Степан встал и, расправив широкие плечи, потянулся, чувствуя себя сильным, здоровым, разумным.

«Ей-ей, на сто лет мне бы всего этого хватило!» — подумал он, чувствуя при этом, как его молодое счастье словно поет в груди.

«Вот потому наработаться не могу!»— весело подумал Степан, с удовольствием оглядывая свой будто помолодевший двор, который изобиходили его крепкие мужские руки.

Вычищен теперь каждый уголок, навоз свезен в огород. Гладко обстроганный свежий настил крыши над хлевом отсвечивает янтарной желтизной. Пахнет свежими отрубями и солодовой сластью моченых ржаных корок из свиного нового корытца, хлебной пыльцой, легкой прелью прошлогоднего сена и еще чем-то неуловимо приятным, домовитым. Промычала смутно во сне Топтуха. С мерным свистом сонно дышала сытая свиная семья; вчера Степан сам всех выскоблил, вымыл так чисто, что щетина их встала веселыми торчками. Каурый постукивает копытом и громко жует мягкими губами. И все эти привычные звуки, стихающие к ночи, весь его двор казались Баюкову полными значения и живой силы, частицей огромного мира, который он, Степан, уже твердо и просто научился понимать.

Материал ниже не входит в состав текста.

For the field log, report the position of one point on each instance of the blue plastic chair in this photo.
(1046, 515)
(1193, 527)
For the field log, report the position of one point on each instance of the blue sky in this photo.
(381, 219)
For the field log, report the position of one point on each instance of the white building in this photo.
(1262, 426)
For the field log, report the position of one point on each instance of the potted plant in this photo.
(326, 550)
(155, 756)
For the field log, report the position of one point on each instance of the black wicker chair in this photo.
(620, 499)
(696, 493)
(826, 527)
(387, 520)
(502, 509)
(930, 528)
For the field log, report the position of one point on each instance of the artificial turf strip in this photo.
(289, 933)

Засыпая, Степан крепко прижимал к себе плечо Марины. Безответное и покорное, оно было горячее, как нагретое солнцем яблоко.

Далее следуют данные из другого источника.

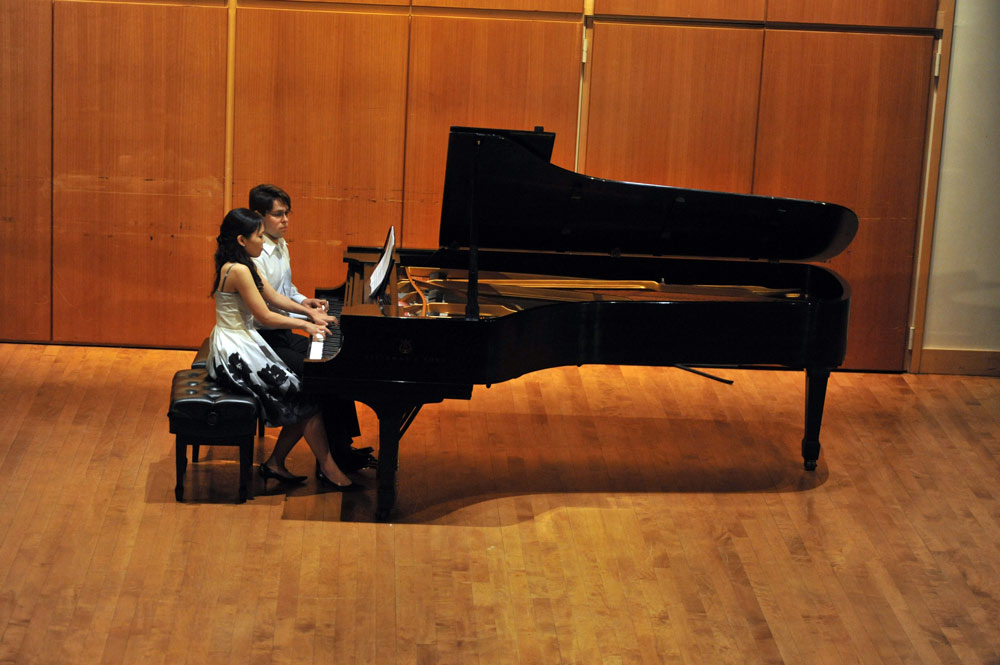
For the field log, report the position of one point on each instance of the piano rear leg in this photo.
(390, 423)
(816, 380)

Еще до света Степан проснулся весь потный, — от печи несло жаром. Маринка дышала ровно, не хотелось будить ее. Степан слез тихонько с кровати, оделся и пошел досыпать на сеновал. Там храпел младший его брат Кольша, тихий, неразговорчивый парнишка.

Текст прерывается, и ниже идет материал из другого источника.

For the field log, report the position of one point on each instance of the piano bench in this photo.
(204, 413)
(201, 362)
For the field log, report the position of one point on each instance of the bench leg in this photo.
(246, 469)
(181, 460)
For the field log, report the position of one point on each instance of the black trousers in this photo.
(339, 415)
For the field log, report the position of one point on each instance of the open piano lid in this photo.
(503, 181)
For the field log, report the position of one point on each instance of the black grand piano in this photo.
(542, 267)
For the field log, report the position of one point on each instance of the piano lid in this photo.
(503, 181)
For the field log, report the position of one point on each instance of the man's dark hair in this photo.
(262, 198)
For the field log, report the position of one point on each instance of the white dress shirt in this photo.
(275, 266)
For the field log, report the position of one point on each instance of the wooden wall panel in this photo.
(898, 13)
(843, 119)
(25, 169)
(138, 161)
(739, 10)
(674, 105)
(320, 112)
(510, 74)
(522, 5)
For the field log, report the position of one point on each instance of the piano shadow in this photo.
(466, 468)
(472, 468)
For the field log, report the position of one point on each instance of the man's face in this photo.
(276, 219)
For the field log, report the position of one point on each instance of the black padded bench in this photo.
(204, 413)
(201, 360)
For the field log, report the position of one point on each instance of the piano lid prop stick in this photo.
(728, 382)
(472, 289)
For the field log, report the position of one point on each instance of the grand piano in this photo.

Сквозь щель пробился острый горячий лучик, ударил под веки — и Степан сразу сел, разворотив вокруг себя сено. Только хотел сказать: «Эй, как я заспался!»— и осекся, взглянув на лицо брата. Лежа на боку и пригнув голову к длинной щели в полу, Кольша слушал что-то, и глаза его испуганно моргали. Степан опять открыл было рот, чтобы спросить, — и тоже замер, поняв, что Кольша слушает шепот внизу, под балками сеновала. Шептались двое, возбужденно, хрипло, иногда переходя на вскрики: злой, придушенный голос Марины, и чей-то незнакомый, шамкающий, старушечий.

— А где мужик-то у тебя?

— Верно, ушел куда. Одежи нет, значит и его нет. Кольша бесшумно разгреб сено и показал пальцем вниз — смотри!.. Степан, перестав дышать, глянул на бледного Кольшу и приник к щели.

Марина стояла еле одетая, простоволосая, в нечесаной косе белели пушинки от подушки. Широко раскрытые глаза женщины выражали ненависть и мольбу. В руках болталась вышитая красными и синими крестами холщовая скатерка.

— Ну возьми Христа ради, возьми… — шептала Марина. — Самолучшую скатерку тебе отдаю!.. Чего еще тебе надо? Зачем пришла сюда?

— Ишь… Зачем? — передразнила старуха, дерзко вскидывая косматую голову, прикрытую грязным рваным платком. — По сю пору ты со мной не расплатилась, молодка!

— Господи… да уж я тебе, кажись, печеным и жареным носила! — всхлипнула Марина. — Совесть же надо иметь…

— Уж это тебе бы, молодешенька, о совести-то помнить! — срезала старуха. — Говорю, расплатись со мной сполна!

— Так я же и даю тебе… — и Марина, дрожа, снова протянула скатерть старухе. — Нету у меня больше ничего, самолучшую отдаю…

Старуха сморщила острый нос, презрительно потрогала холстину и отбросила назад:

— Экую дрянь дает, да еще хвастается: «самолучшая»!